Subject: Theory & Methodology in Anthropology
Chicago: Chicago University Press, 2013
Anthropology must deploy a double perspective that encompasses particular situations – local, familial, and personal – and general conditions – global, national, cosmopolitan, historical, and human.
Michael Jackson’s Lifeworlds is a masterful collection of essays, the culmination of a career aimed at understanding the relationship between anthropology and philosophy. Seeking the truths that are found in the interstices between examiner and examined, world and word, and body and mind, and taking inspiration from James, Dewey, Arendt, Husserl, Sartre, Camus, and, especially, Merleau-Ponty, Jackson creates in these chapters a distinctive anthropological pursuit of existential inquiry. More important, he buttresses this philosophical approach with committed empirical research.
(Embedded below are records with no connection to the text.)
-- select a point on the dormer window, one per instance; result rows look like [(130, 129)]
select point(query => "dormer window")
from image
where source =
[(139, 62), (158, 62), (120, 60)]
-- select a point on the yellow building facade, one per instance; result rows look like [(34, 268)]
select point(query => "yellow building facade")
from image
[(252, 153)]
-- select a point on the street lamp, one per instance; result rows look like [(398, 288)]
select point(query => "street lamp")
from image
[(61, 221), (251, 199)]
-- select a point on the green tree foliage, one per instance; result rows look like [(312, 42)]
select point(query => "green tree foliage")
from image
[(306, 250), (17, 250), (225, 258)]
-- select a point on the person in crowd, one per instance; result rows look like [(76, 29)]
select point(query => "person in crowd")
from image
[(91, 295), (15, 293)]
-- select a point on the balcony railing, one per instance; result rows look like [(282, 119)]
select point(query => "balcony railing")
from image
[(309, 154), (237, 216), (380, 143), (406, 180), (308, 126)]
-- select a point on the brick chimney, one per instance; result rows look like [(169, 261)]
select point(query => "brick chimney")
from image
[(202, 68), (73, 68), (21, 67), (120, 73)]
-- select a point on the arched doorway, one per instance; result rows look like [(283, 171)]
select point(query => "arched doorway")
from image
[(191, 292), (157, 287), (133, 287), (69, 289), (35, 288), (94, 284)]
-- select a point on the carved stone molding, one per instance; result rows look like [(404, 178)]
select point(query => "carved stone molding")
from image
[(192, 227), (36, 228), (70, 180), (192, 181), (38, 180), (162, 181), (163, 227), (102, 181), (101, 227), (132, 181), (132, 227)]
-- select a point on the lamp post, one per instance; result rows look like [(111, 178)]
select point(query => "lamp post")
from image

Traveling from the Kuranko in Sierra Leone to the Maori in New Zealand to the Warlpiri in Australia, Jackson argues that anthropological subjects continually negotiate—imaginatively, practically, and politically—their relations with the forces surrounding them and the resources they find in themselves or in solidarity with significant others. At the same time that they mirror facets of the larger world, they also help shape it. Stitching the themes, peoples, and locales of these essays into a sustained argument for a philosophical anthropology that focuses on the places between, Jackson offers a pragmatic understanding of how people act to make their lives more viable, to grasp the elusive, to counteract external powers, and to turn abstract possibilities into embodied truths.